After a devastating diagnosis of metastatic breast cancer, biologist and
poet Eva Saulitis found herself gripped by a long-buried childhood urge
to pray. Finding little solace in the rote "from the fox-hole please
Gods" arising unbidden in her head, she set herself the task of
examining the impulse itself, waking every morning in darkness to write
poems, driven on by the questions: What is prayer? What am I praying to?

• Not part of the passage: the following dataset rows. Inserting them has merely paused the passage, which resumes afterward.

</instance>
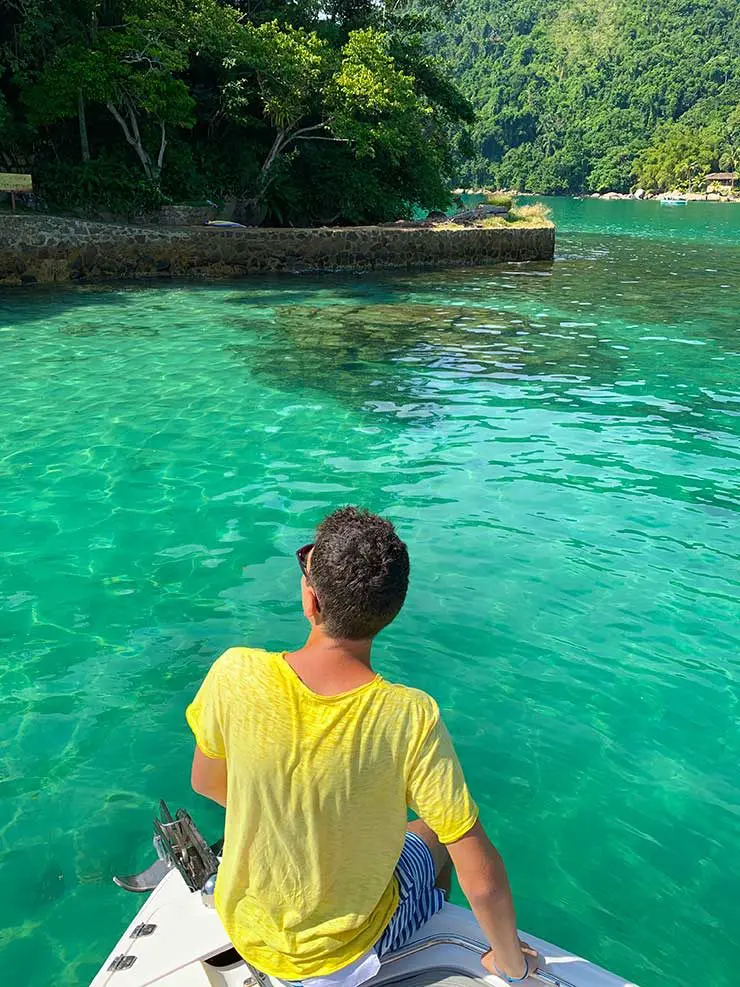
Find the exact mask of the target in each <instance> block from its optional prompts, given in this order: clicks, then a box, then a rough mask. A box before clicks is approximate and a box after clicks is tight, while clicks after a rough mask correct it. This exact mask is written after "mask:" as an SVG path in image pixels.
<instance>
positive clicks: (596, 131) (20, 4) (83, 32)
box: [0, 0, 740, 223]
mask: <svg viewBox="0 0 740 987" xmlns="http://www.w3.org/2000/svg"><path fill="white" fill-rule="evenodd" d="M449 67H452V69H453V70H454V73H455V77H456V79H457V84H455V83H453V82H452V81H451V78H452V77H451V76H450V74H449ZM458 85H459V87H460V88H459V89H458V88H457V86H458ZM463 93H464V94H465V95H463ZM468 99H469V100H470V102H468ZM471 104H472V105H471ZM473 106H474V107H475V110H476V117H475V119H474V117H473V110H472V107H473ZM739 167H740V5H739V4H738V2H737V0H664V2H662V3H660V4H654V3H649V2H648V0H457V2H453V0H328V2H321V0H231V3H226V2H224V0H0V170H6V171H27V170H30V171H32V172H33V175H34V182H35V187H36V189H37V190H38V192H39V193H40V194H41V196H42V198H43V199H44V201H45V202H46V203H48V204H49V205H50V206H51V207H52V208H60V207H61V208H67V209H78V210H82V211H88V212H95V211H97V212H101V211H103V212H109V213H136V212H142V211H146V210H149V209H153V208H156V207H157V206H158V205H159V204H160V203H161V202H163V201H166V200H167V199H168V198H169V199H173V200H176V201H179V202H182V201H203V200H214V201H223V200H235V201H236V202H237V203H238V205H237V211H236V217H237V218H241V219H242V220H244V221H247V222H252V221H254V222H259V221H263V220H268V221H271V222H278V223H343V222H349V223H359V222H372V221H380V220H385V219H395V218H398V217H400V216H404V215H407V214H408V212H409V209H410V208H411V204H412V203H414V204H416V205H418V206H422V207H427V208H440V207H443V206H445V205H446V203H447V202H448V191H447V190H448V188H449V187H450V185H451V184H458V183H463V184H476V185H479V184H485V185H495V186H499V187H506V188H520V189H523V190H527V191H534V192H581V191H605V190H607V189H614V190H618V191H626V190H628V189H630V188H633V187H635V186H642V187H643V188H645V189H646V190H648V191H654V190H661V189H667V188H692V187H693V188H696V187H699V185H700V183H701V180H702V178H703V176H704V175H705V174H706V173H707V172H710V171H714V170H734V169H737V168H739Z"/></svg>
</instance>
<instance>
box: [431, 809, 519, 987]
mask: <svg viewBox="0 0 740 987" xmlns="http://www.w3.org/2000/svg"><path fill="white" fill-rule="evenodd" d="M447 849H448V851H449V854H450V857H451V858H452V863H453V865H454V867H455V871H456V872H457V879H458V881H459V882H460V887H461V888H462V891H463V894H464V895H465V897H466V898H467V899H468V902H469V903H470V907H471V908H472V910H473V914H474V915H475V917H476V919H477V920H478V925H480V927H481V930H482V932H483V934H484V935H485V937H486V939H487V940H488V942H489V943H490V946H491V949H490V951H489V952H488V953H486V954H485V955H484V956H483V958H482V963H483V966H484V967H485V968H486V969H487V970H488V971H489V973H495V974H496V973H503V974H505V975H506V977H507V978H511V979H513V980H520V979H521V980H524V979H525V978H526V976H527V974H528V973H529V972H532V973H534V971H535V969H536V965H537V963H536V958H537V953H536V952H535V951H534V950H533V949H531V948H530V947H529V946H526V945H525V944H523V943H520V941H519V936H518V934H517V930H516V915H515V913H514V902H513V899H512V897H511V888H510V887H509V879H508V877H507V876H506V868H505V867H504V862H503V860H502V859H501V854H500V853H499V852H498V850H497V849H496V847H495V846H494V845H493V844H492V843H491V841H490V840H489V839H488V837H487V836H486V833H485V830H484V829H483V827H482V826H481V824H480V822H477V823H476V824H475V826H473V828H472V829H471V830H470V831H469V832H467V833H466V834H465V836H463V837H462V838H461V839H459V840H455V842H454V843H448V845H447Z"/></svg>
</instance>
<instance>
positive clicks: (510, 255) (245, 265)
mask: <svg viewBox="0 0 740 987" xmlns="http://www.w3.org/2000/svg"><path fill="white" fill-rule="evenodd" d="M554 247H555V230H554V228H553V227H552V226H542V227H538V228H534V227H513V228H506V229H497V228H488V229H486V228H479V227H475V228H470V227H463V228H460V229H448V228H443V229H435V228H433V227H431V228H430V227H412V228H400V227H392V226H391V227H384V226H372V227H350V228H348V227H342V228H322V229H262V228H258V229H251V228H249V229H223V228H221V229H219V228H215V227H191V228H188V229H162V228H159V229H157V228H152V227H134V226H113V225H109V224H106V223H86V222H83V221H81V220H71V219H70V220H67V219H61V218H58V217H51V216H37V215H34V216H29V215H18V216H12V215H10V216H8V215H6V216H2V217H0V285H2V284H4V285H21V284H34V283H36V282H39V283H49V282H61V281H77V280H82V279H85V280H108V279H115V278H153V277H160V278H161V277H201V278H235V277H242V276H244V275H251V274H258V273H264V274H268V273H276V272H292V273H301V272H310V271H365V270H376V269H383V268H414V267H449V266H475V265H482V264H495V263H498V262H502V261H525V260H540V261H541V260H551V259H552V256H553V252H554Z"/></svg>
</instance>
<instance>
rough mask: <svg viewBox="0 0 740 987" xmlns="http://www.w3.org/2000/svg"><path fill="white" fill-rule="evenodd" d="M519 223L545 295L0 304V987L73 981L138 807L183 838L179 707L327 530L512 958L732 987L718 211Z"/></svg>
mask: <svg viewBox="0 0 740 987" xmlns="http://www.w3.org/2000/svg"><path fill="white" fill-rule="evenodd" d="M554 208H555V210H556V218H557V219H558V220H559V222H560V236H559V241H558V258H557V260H556V262H555V264H554V265H552V266H548V265H529V266H516V265H512V266H509V267H503V268H498V269H491V270H477V271H457V272H452V273H434V274H430V273H424V274H414V275H408V274H403V275H397V276H391V275H388V276H382V277H362V278H342V279H328V278H326V279H316V280H312V279H306V278H301V279H295V280H285V281H274V282H262V281H260V282H257V281H250V282H241V283H229V284H215V285H199V284H195V285H192V284H164V285H156V286H135V287H120V286H119V287H115V288H107V287H101V286H90V287H79V288H76V289H64V290H63V289H59V290H36V291H25V290H24V291H21V290H16V291H8V292H6V293H4V294H0V354H1V358H0V382H1V384H2V386H1V387H0V463H1V464H2V466H1V468H2V501H1V502H0V537H1V539H2V541H1V544H2V549H3V550H2V554H1V555H0V593H1V594H2V610H0V615H1V619H2V627H1V630H0V636H1V637H2V644H3V650H2V657H1V658H0V708H1V709H2V716H1V717H0V731H2V736H0V742H2V744H3V746H2V750H1V751H0V883H1V885H2V887H3V888H4V893H3V894H2V895H1V896H0V928H1V929H2V930H3V931H2V932H0V981H2V982H3V983H5V982H6V981H10V979H11V975H13V980H14V981H17V980H18V978H19V976H20V977H21V980H22V982H24V983H29V984H34V985H35V984H42V983H44V984H45V983H55V984H59V985H61V987H71V985H77V984H85V983H86V982H87V981H88V979H89V978H90V977H91V975H92V974H93V972H94V971H95V969H96V968H97V966H98V964H99V963H100V962H101V961H102V959H103V958H104V956H105V955H106V954H107V952H108V950H109V949H110V948H111V947H112V945H113V944H114V942H115V940H116V939H117V937H118V935H119V933H120V931H121V929H122V927H123V924H124V923H125V922H126V921H128V919H129V918H130V917H131V915H132V913H133V911H134V910H135V908H136V907H137V905H138V904H139V903H140V901H139V899H137V898H134V897H132V896H127V895H125V894H124V893H123V892H121V891H118V890H117V889H116V888H114V886H113V885H112V884H111V876H112V874H113V873H115V872H119V873H120V872H130V871H131V870H134V869H135V868H137V867H138V866H143V865H144V864H145V863H146V862H147V861H148V859H149V856H150V846H149V842H148V841H149V834H150V820H151V817H152V815H153V812H154V809H155V804H156V801H157V799H158V798H160V797H165V798H166V799H167V800H168V801H169V802H170V804H171V805H178V804H183V805H186V806H188V807H190V808H191V809H192V810H193V811H194V813H195V815H196V818H197V819H198V820H199V821H200V822H201V824H202V826H203V828H204V829H205V830H206V832H207V833H208V835H209V836H212V837H214V838H215V836H216V835H217V833H218V829H219V825H220V816H219V810H218V809H216V808H215V807H211V806H210V805H208V804H206V803H205V802H204V801H203V800H201V799H199V798H198V797H196V796H195V795H193V794H192V793H191V792H190V791H189V789H188V768H189V760H190V756H191V752H192V744H191V740H190V737H189V735H188V732H187V730H186V727H185V724H184V721H183V715H182V711H183V708H184V706H185V704H186V703H187V701H188V700H189V698H190V697H191V696H192V694H193V692H194V691H195V689H196V687H197V684H198V682H199V681H200V679H201V678H202V676H203V674H204V672H205V670H206V668H207V667H208V665H209V663H210V662H211V660H212V659H213V658H214V657H215V656H216V655H217V654H218V653H219V652H220V651H221V650H222V649H223V648H225V647H226V646H228V645H231V644H235V643H239V642H249V643H251V644H254V645H265V646H268V647H274V648H279V647H292V646H295V645H297V644H298V643H299V642H300V640H301V637H302V634H303V632H304V626H303V622H302V617H301V614H300V609H299V605H298V570H297V566H296V564H295V559H294V557H293V551H294V549H295V548H296V547H297V546H299V545H301V544H303V543H304V542H306V541H307V540H308V539H309V538H310V536H311V529H312V527H313V525H314V524H315V523H316V522H317V521H318V520H319V519H320V518H321V517H322V516H323V515H324V514H325V513H326V512H328V511H329V510H331V509H332V508H333V507H334V506H336V505H338V504H343V503H346V502H350V501H354V502H360V503H363V504H367V505H369V506H371V507H373V508H374V509H376V510H378V511H381V512H385V513H387V514H388V515H390V516H391V517H392V518H393V519H394V520H395V521H396V522H397V523H398V525H399V527H400V530H401V531H402V533H403V535H404V537H405V538H406V539H407V541H408V543H409V546H410V549H411V553H412V560H413V575H412V589H411V593H410V596H409V600H408V603H407V606H406V609H405V610H404V612H403V615H402V617H401V618H399V620H398V622H397V623H396V624H395V625H394V626H393V628H392V629H390V630H389V631H388V632H387V633H386V634H385V635H384V636H383V638H382V641H381V642H380V644H379V648H378V665H379V667H380V668H381V670H382V671H383V673H384V674H385V675H386V676H388V677H391V678H396V679H400V680H403V681H406V682H410V683H413V684H415V685H417V686H420V687H422V688H425V689H428V690H429V691H430V692H432V693H433V694H434V695H435V696H436V697H437V699H438V700H439V702H440V704H441V706H442V707H443V710H444V712H445V716H446V718H447V720H448V722H449V725H450V728H451V730H452V732H453V734H454V737H455V739H456V742H457V745H458V749H459V751H460V754H461V757H462V759H463V762H464V765H465V768H466V770H467V773H468V776H469V780H470V783H471V785H472V787H473V789H474V792H475V794H476V796H477V798H478V800H479V802H480V804H481V806H482V811H483V817H484V821H485V823H486V824H487V827H488V828H489V830H490V833H491V835H492V837H493V838H494V840H495V841H496V842H497V843H498V845H499V846H500V848H501V850H502V852H503V853H504V856H505V858H506V860H507V862H508V865H509V869H510V872H511V878H512V882H513V885H514V889H515V894H516V898H517V902H518V909H519V918H520V924H521V925H522V927H524V928H526V929H529V930H531V931H532V932H535V933H537V934H539V935H541V936H543V937H545V938H548V939H551V940H553V941H556V942H558V943H560V944H562V945H563V946H566V947H568V948H571V949H573V950H577V951H580V952H582V953H585V954H587V955H588V956H589V957H591V958H592V959H594V960H596V961H598V962H600V963H602V964H604V965H605V966H607V967H609V968H611V969H613V970H615V971H618V972H620V973H622V974H623V975H624V976H625V977H630V978H633V979H634V980H636V981H637V982H639V983H640V984H642V985H643V987H651V985H654V987H658V985H659V984H662V983H664V982H665V981H664V980H663V977H664V976H665V977H667V979H668V981H669V982H670V983H671V984H673V985H679V987H688V985H689V984H691V985H694V984H696V983H697V982H701V983H704V984H712V985H724V984H727V985H729V984H731V983H733V982H735V979H736V978H735V968H736V957H737V949H738V947H739V946H740V932H739V931H738V930H739V929H740V899H739V897H738V888H737V878H736V866H735V856H736V850H737V847H738V841H739V840H740V792H739V791H738V780H739V778H738V774H739V769H738V763H739V762H740V732H739V731H738V724H739V714H740V705H739V703H740V688H739V685H740V666H739V663H738V636H739V635H738V628H739V627H740V620H739V618H740V603H739V599H740V594H739V593H738V589H739V588H740V561H739V559H740V527H739V526H738V508H739V507H740V480H739V477H740V473H739V472H738V469H739V467H740V383H739V382H740V329H739V321H740V320H739V319H738V313H739V312H740V297H739V293H738V284H739V283H740V247H739V246H738V243H739V242H740V235H739V234H740V208H738V207H735V208H734V209H733V208H732V207H729V206H728V207H725V206H721V205H713V204H710V205H694V204H690V205H689V206H686V207H681V208H680V209H673V210H667V209H665V207H663V212H661V211H660V210H661V207H659V206H657V205H652V204H641V203H636V204H631V203H627V204H623V203H600V202H571V201H566V200H560V201H556V202H555V203H554ZM21 972H22V975H21Z"/></svg>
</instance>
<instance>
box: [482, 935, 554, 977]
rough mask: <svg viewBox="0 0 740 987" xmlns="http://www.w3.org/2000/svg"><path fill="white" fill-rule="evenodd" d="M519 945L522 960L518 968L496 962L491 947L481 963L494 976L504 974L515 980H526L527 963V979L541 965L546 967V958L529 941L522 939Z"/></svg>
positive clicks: (484, 967)
mask: <svg viewBox="0 0 740 987" xmlns="http://www.w3.org/2000/svg"><path fill="white" fill-rule="evenodd" d="M519 946H520V947H521V954H520V955H521V960H522V962H521V963H520V964H519V965H518V968H517V969H513V967H511V965H510V964H509V965H508V966H507V965H505V964H504V963H503V962H502V963H497V962H496V956H495V954H494V952H493V950H492V949H489V950H488V952H487V953H484V954H483V956H481V963H482V965H483V967H484V969H485V970H486V971H487V972H488V973H491V974H493V976H494V977H499V978H500V977H501V974H504V975H505V976H506V977H511V978H513V979H514V980H520V979H521V980H524V974H525V966H524V965H525V963H526V965H527V966H526V972H527V975H528V977H527V979H528V978H529V977H531V976H532V974H533V973H535V972H536V971H537V970H538V969H539V968H540V967H544V959H543V958H542V956H540V954H539V953H538V952H537V950H536V949H534V948H533V947H532V946H530V945H529V943H526V942H524V941H523V940H522V939H520V940H519Z"/></svg>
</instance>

What am I praying for? Who is listening? Each day's poem proposed a new
and surprising answer as, over two years, she traced the questions back
to her origins, her Latvian roots, her peasant grandmother, her
war-haunted father, her secret-bearing mother, her childhood
Catholicism, her obsession with the natural world. Moving from inward to
outward, among radically different geographies (coastal Alaska, Latvia,
and Hawaii) and spiritual influences (Catholicism, mysticism, Zen
Buddhism) as well as forms, these biologically precise poems range
widely in their search. Unexpectedly, these prayer-poems, forged out of
a solitary confrontation with death, take a reader not out of, but
deeper into physicality--of the body, the earth, and language itself. As
Saulitis learns, what is most desired is not transcendence, but for as
long as possible, "her hands thrust deep in the world."